Do presente relatório, destacam-se os seguintes pontos:

  • O número de novos casos de infeção por SARS-CoV-2/ COVID-19 por 100 000 habitantes, acumulado nos últimos 14 dias, foi de 68 novos casos, com tendência estável a nível nacional.
  • A incidência mais elevada observou-se no grupo etário dos 10 aos 20 anos (105 casos por 100 000 habitantes), enquanto a incidência mais baixa se observou no grupo etário com 80 anos ou mais (31 casos por 100 000 habitantes), o que reflete um risco de infeção neste grupo muito inferior ao risco da população em geral.
  • O valor do Rt apresenta valores inferiores ou iguais a 1 a nível nacional (0,98) e nas várias regiões de saúde do continente.
  • Considerando o valor de Rt médio dos últimos 5 dias, que indica uma tendência decrescente, poderá atingir-se a incidência de 60 casos por 100 000 habitantes no prazo de 15 a 30 dias.
  • O número diário de casos de COVID-19 internados em Unidades de Cuidados Intensivos (UCI) no continente revela atualmente uma tendência ligeiramente decrescente, encontrando-se abaixo do valor crítico definido (245 camas ocupadas).
  • A nível nacional, a proporção de testes positivos para SARS-CoV-2 foi de 1,0%, valor que se mantém abaixo do objetivo definido de 4%. Observou-se um aumento do número de testes para deteção de SARS-CoV-2 realizados nos últimos 7 dias.
  • A proporção de casos confirmados notificados com atraso mantém a tendência decrescente.
  • Nos últimos 7 dias, 98% os casos de infeção por SARS-CoV-2/ COVID-19 foram isolados em menos de 24 horas após a notificação, e foram rastreados e isolados 81% dos seus contactos.
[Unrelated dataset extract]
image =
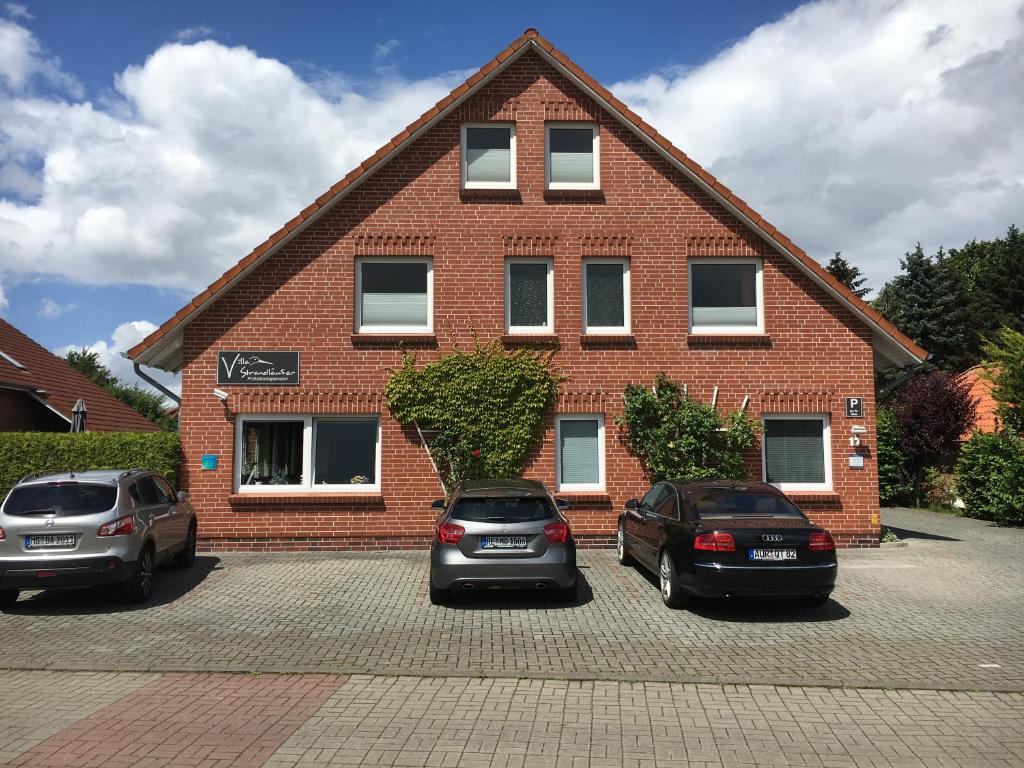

  • Com base na sequenciação genómica de amostras recolhidas em abril (ainda em curso), estima-se que a prevalência de casos da variante B.1.1.7 (associada ao Reino Unido) seja de 90%.
  • Foram identificados por confirmação laboratorial, até à presente data, 68 casos da variante B.1.351 (associada à África do Sul) e 85 casos da variante P.1 (associada a Manaus, Brasil), a maioria sem ligação epidemiológica estabelecida, o que suporta a existência de transmissão comunitária ativa desta variante.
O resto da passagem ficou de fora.